How U.S. Seafood Fans May Unwittingly Help Fund North Korea

Americans buying seafood from U.S. grocery stores or restaurants may unwittingly be helping to fund North Korea's nuclear weapons program, a new report indicates.

U.S. companies are not allowed to import products from North Korea or products made by North Korean workers. But according to an investigative report from The Associated Press, North Korea is exporting laborers to processing companies in China.

At large processing plants in Hunchun in Northeast China, North Korean workers prepare and package fish and seafood that is transported back to the U.S. and sold in grocery stores and restaurants. The workers are closely monitored and not allowed to leave without permission. They live at the compound and don't have privacy, phones, or email. A large portion of those workers' wages is paid directly to North Korea's government.

North Korea is banned from exporting many goods, but it's sending tens of thousands of workers around the world. Those workers receive only a small fraction of their paychecks. The rest of their wages go to North Korea.

AP estimates those could be generating between $200 million and $500 million a year for Kim Jong Un's government. Those funds "could account for a sizable portion of North Korea's nuclear weapons and missile programs, which South Korea says have cost more than $1 billion."

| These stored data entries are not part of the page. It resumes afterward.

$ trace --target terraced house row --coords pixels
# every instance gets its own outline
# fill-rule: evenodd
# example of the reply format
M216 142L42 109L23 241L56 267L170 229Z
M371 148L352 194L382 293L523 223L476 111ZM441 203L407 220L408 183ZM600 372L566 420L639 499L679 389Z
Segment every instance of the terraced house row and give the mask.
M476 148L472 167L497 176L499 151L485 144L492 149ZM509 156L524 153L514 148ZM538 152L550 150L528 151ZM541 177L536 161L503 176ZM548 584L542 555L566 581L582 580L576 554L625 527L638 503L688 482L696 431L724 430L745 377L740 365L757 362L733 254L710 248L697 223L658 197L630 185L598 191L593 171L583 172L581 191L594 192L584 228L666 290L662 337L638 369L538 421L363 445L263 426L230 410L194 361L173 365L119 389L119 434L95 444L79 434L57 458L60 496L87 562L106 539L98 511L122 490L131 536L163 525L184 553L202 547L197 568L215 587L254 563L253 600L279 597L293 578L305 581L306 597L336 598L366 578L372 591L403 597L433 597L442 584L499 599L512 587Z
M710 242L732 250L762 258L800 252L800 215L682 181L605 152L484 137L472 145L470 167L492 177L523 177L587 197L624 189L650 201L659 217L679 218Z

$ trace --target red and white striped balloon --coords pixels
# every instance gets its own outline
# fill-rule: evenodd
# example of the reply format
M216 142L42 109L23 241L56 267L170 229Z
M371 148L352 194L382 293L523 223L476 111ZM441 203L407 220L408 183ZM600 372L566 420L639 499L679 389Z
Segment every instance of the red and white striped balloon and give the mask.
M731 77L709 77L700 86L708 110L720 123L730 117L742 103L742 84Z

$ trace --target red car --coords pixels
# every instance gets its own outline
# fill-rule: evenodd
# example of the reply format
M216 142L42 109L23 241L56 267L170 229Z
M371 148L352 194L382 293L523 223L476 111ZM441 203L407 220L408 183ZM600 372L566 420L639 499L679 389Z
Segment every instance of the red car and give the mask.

The report found packages of snow crab, salmon fillets, squid rings, and more that were prepared by North Korean workers in Hunchun and imported by American distributors. Many of the items prepared at the Hunchun plants are in generic packaging meant to be resold or relabeled under different names. Some of the packages at the plant, however, were branded for Walmart or Sea Queen, a house brand of seafood that is sold exclusively at Aldi.

Walmart says it cut ties with the factory a year ago over concerns with forced labor at the Hunchun plant. But because much of the seafood is shipped in generic packaging, it could wind up at other stores, and nobody buying dinner for their family would know where it came from. The possibility of unwittingly funding North Korea's nuclear arsenal is definitely one of the top 10 reasons to avoid supermarket seafood.